I still feel shaky as hell getting up on the stage, but I’m getting better at it. No dry heaves tonight, just a little queasiness before we play. With a couple more shows under my belt, my hands are beginning to feel better, too. I have the pedal changes down. But I hate to admit I don’t love playing bass for Soft. I can’t get into their music the same way from up here. My playing is improving, and we sound better than we did at the Caledonia, but not better enough, and I just can’t figure out why. The songs aren’t so difficult for me now. They’re not perfect yet, but that’s not the real issue. The real issue is I’m not feeling it. I have to get over this if I’m going to play Maxwell’s in front of Matador, because if Matador pans Soft, word will spread and it will be a lot harder for them to get picked up by another label at that level. Jason said as much.

We’re in the middle of playing “Loud Is How I Love You” when it occurs to me that every time I’m on stage playing Cole’s bass, I feel exactly the way I felt when we broke up in Atlanta. That’s why I can’t get into the music—I don’t want to feel close to him, and this bass, these songs? They’re like a direct channel to that boy’s soul. My anger is this thick, glass wall, protecting me from going there.

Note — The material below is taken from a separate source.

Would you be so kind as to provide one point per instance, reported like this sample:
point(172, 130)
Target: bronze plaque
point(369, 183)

When I realize that, I force myself to think of something good about Cole instead. So as painful as it is, I think about that night with him in Tinglewood, and how excited he was looking at the tree carvings. I think about how he kissed me and teased me about my lip gloss. I’m banging out the chorus of “Loud” and thinking about him bare and frantic inside of me, and how when it was over he teased me about babies and a house in north Jersey and how close I felt to him then. It’s a knife to the gut to think of all that, but when I do, the glass wall shatters and now I fucking bring it. My head is moving, my legs are moving with Joey’s kick drum. I look up and see Travis and Emmy grinning at me. Obviously, they feel the difference in my playing. “Fuck yeah, Sunshine!” Emmy yells across the stage, and now I’ve arrived. Fucking finally. Our eyes lock while we’re syncing up on this sweet riff and she puts her forehead right to mine as we rock the chorus. I feel it all the way through my body. It’s good now.

Maybe even good enough for Matador.

***

We stay at Chimp Cringle’s barn again, and when we arrive at two a.m. I just want to lock myself in the bathroom because being here reminds me of Cole. I haven’t been able to reconstruct that wall around my heart and now I miss him more than ever. It hurts and I hate him for making me feel like a fucking goddess, but never taking me seriously as a girlfriend.